Tem gente que nasce com esse gosto doido de inconformidade. Que prova a rotina fácil, e acha aceitável, mas tem vício de não engolir injustiça. E até convive com ela na dose permitida que a repetição da desgraça anestesia. Mas o troço coça. Nos mais pacíficos faz chorar, nos menos, sobra pra muita gente. E é preciso conviver desconvivendo com essa dose cavalar de inaceitação. Para pensarmos sobre o sentido de existir. Para questionar o consumo consumindo a gente. Para entender que o dinheiro está indo para oito pessoas no mundo, o o resto da gente passa fome, morre e se mata, de verdade e virtualmente, na polaridade ingênua das redes sociais.

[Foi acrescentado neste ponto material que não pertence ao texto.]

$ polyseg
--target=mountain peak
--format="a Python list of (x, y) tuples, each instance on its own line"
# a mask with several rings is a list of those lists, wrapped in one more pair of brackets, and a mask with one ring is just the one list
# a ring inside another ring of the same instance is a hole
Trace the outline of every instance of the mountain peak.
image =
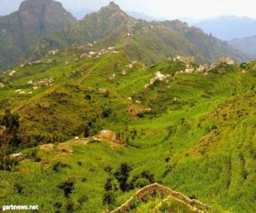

Por isso inconformar-se é um bem. E dar sustância a isso, se informando, pensando, e estando junto dos outros inconformados, é dar passos num caminho junto, pra que mais gente viva melhor. Espero que com mais calma que violência. E consciente que calma é privilégio de quem tem palavra como respiro. Ar da maioria é no repique do chicote. Ou da bala. No Brasil especialmente.

Metamorfose

fevereiro 3, 2017

Gente que enxerga poesia no que os olhos encostam coleciona fantasias de sapo. Gente que sente dor de realidade come lagartas amargas. Presente é choro de flor com espinhos cantando pra virar borboleta.

Por onde ando

fevereiro 3, 2017

Harmonia, cruza Rodésia, Aspicuelta, Fidalga, Purpurina, Fradique, Inácio. Canoa na chapa, Omo no Dia%, sapato da Caz, caipirinha do Filial, Livraria da Vila e linguiça do Galinheiro. Engraçado a seletividade da memória na reconstrução de um caminho que já foi cotidiano. Fala das nossas escolhas diárias ou apenas manifesta as preferências de um tempo? E o que revelam essas lembranças sobre quem fomos, ou sobre quem somos? Que parte desse caminho permanece na decisão constante por uma coisa e não outra? Por que insistimos virar nas mesmas ruas que sempre decidimos virar, tendo tantas outras no percurso? Quem ficamos para trás e quem carregamos conosco no passado-presente de um passeio na Vila Madalena?

Vagão

outubro 14, 2016

Bianca chegou junto com o metrô na plataforma e entrou. Era o horário de mais movimento e ela mal se deu conta que tinha entrado num vagão normal, não exclusivo das mulheres. Estava cheio, mas não lotado. Distâncias confortáveis entre seu corpo e dos demais passageiros. Alguns conversavam, outros tantos mexiam em seus telefones. Ninguém lia. Na parada seguinte, a porta se abriu. Em seu peito um aperto. Olhava em volta, alerta. Tudo continuou bem. Gente saindo, gente entrando. Bianca destravou a respiração e percebeu que há muitos anos, no horário de pico, só andava no vagão das mulheres. Sem se preocupar com olhares lascivos, com perseguições na saída, com encoxadas súbitas, com toques “acidentais” em seu corpo. E que mesmo viajando num vagão tranquilo, onde homens, mulheres, pessoas mais velhas e crianças seguiam sem qualquer incidente, estava tensa, como todo santo dia em cada passo na rua esburacada ou na calçada de pedra portuguesa. Convivendo com situações de apreensão ou risco real, nas vias, estações, paradas e transportes dessa e de qualquer outra cidade do mundo por onde tinha passado. O vagão das mulheres era para Bianca o vagão de um mundo sem medo.

Ic

abril 7, 2016

Um pensamento soluço é pior que engasgo de angústia. Quanta essência se perde na saraivada de letras que consomem nossas vidas? Matematicamente, quanto fazemos de fato além de sermos um rio de gente evaporando (vi)da-dos para as nuvens que G e F transformam em chuva de dinheiro para eles e + 1% de $? Somos quantos à deriva? Há pausa, espelho, respiro, reflexão, questionamento, auto-crítica nessa onda gigante que arrasa feroz e vorazmente nossa capacidade de ver, ouvir, tocar, gostar e experimentar? Sentir, afinal. O outro, nós mesmos, o que nos aproxima, o que nos diferencia. Quanto dedo em riste, grito de ódio, bala perdida, soco encontrado, marcas de dor e corpos no chão precisamos colecionar para forjarmos a felicidade? A sua alegria é a desgraça de alguém?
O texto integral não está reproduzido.